The Washington region houses six of the nation's 10 richest counties, for an increase over last year's rankings thanks to climbing incomes here as other areas falter in their recovery from the recession.

Northern Virginia added to its hold as the richest area in the nation as Arlington County's median household income crossed the $100,000 threshold in 2011, according to survey figures released by the U.S. Census Bureau on Thursday. The county became the third-richest in the nation, joining Loudoun and Fairfax, which kept their respective No. 1 and No. 2 ranks from 2010.

Loudoun's median household income was $119,134, far higher than Fairfax's $105,797, although Loudoun's income slipped 0.3 percent, within the survey's margin of error.

The top 10
Rank County 2011 median household income 2010 median household income Change
1 Loudoun County $119,134 $119,540 -0.34%
2 Fairfax County $105,797 $103,010 2.71%
3 Arlington County $100,735 $94,986 6.05%
4 Hunterdon County, N.J. $99,099 $97,874 1.25%
5 Howard County $98,953 $101,771 -2.77%
6 Somerset County, N.J. $96,360 $94,270 +2.22
7 Prince William County $95,146 $92,655 2.69%
8 Fauquier County $93,762 $85,614 9.52%
9 Douglas County, Colo. $93,573 $94,909 -1.4%
10 Montgomery County $92,909 $89,155 4.21%

Virginia's Fauquier County also made the top 10, ranking eighth as its median household income jumped 9.5 percent to $93,762.

Montgomery County's median household income rebounded to nearly $93,000, and the county took 10th place after slipping out of the top 10 in 2010. Howard County fell below $100,000 for the first time since 2006; however, experts note that the drop is within the survey's margin of error.

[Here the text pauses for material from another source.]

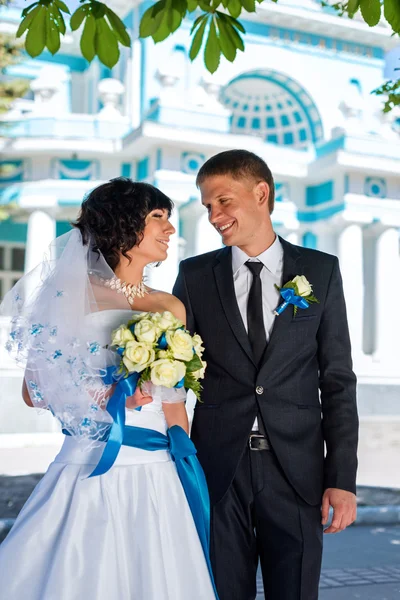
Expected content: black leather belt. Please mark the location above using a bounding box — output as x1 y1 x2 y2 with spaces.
249 433 270 451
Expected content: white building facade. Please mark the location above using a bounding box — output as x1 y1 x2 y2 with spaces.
1 0 400 483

Statewide, Maryland maintained its status as home to the richest households in the nation with a median income of about $70,000. Median household income in Virginia is nearly $62,000.

"This region is a place where there's been lots of job growth over the last five years," said Lisa Sturtevant, an assistant research professor at George Mason University's Center for Regional Analysis. "And these are jobs in the sectors that we were strong in already -- and those are high-wage jobs."

According to her research, Arlington's income growth also has jumped in recent years because households with annual incomes of less than $70,000 are moving to elsewhere in the region, she said.

The same is true for the District, which has seen an influx of wealthier households as lower-income ones have left. Over the last five years, D.C.'s median household income has increased by nearly 22 percent to more than $63,000 -- the largest jump of any jurisdiction in the region.

Maryland's Washington suburbs have fallen behind Northern Virginia's economic growth in recent years. And although Montgomery County's median household income increased by 4.2 percent last year, some say that doesn't mean the Maryland suburbs will start gaining ground on their rivals across the Potomac.

"Montgomery County simply couldn't keep getting worse," said Richard Clinch, director of economic research at the University of Baltimore's Jacob France Institute. "At some point, the ball bounces back up."

Clinch said Maryland's economy has not been as diverse as Northern Virginia's and still relies too heavily on business generated by the federal government. Incomes are starting to improve again, but Montgomery has some catching up to do.

Over the last five years, household incomes in Loudoun, Arlington and Prince William counties have posted double-digit growth. But in Montgomery, incomes have grown by 6 percent over the last five years, and Prince George's County incomes have grown by 7 percent since 2006.

"The worst has passed, and people are starting to see jobs and earnings again," Clinch said of suburban Maryland. "It isn't that it's growth mode; it is in slow and steady recovery."

Still, the region has enjoyed a relatively steady economic climate while the rest of the country has been stymied. According to the new data, the median income nationally is worse now than it was during the recession.

Median income for U.S. households increased by just 1 percent to $50,502 in 2011, a 3 percent drop from income in 2008, the year the recession began.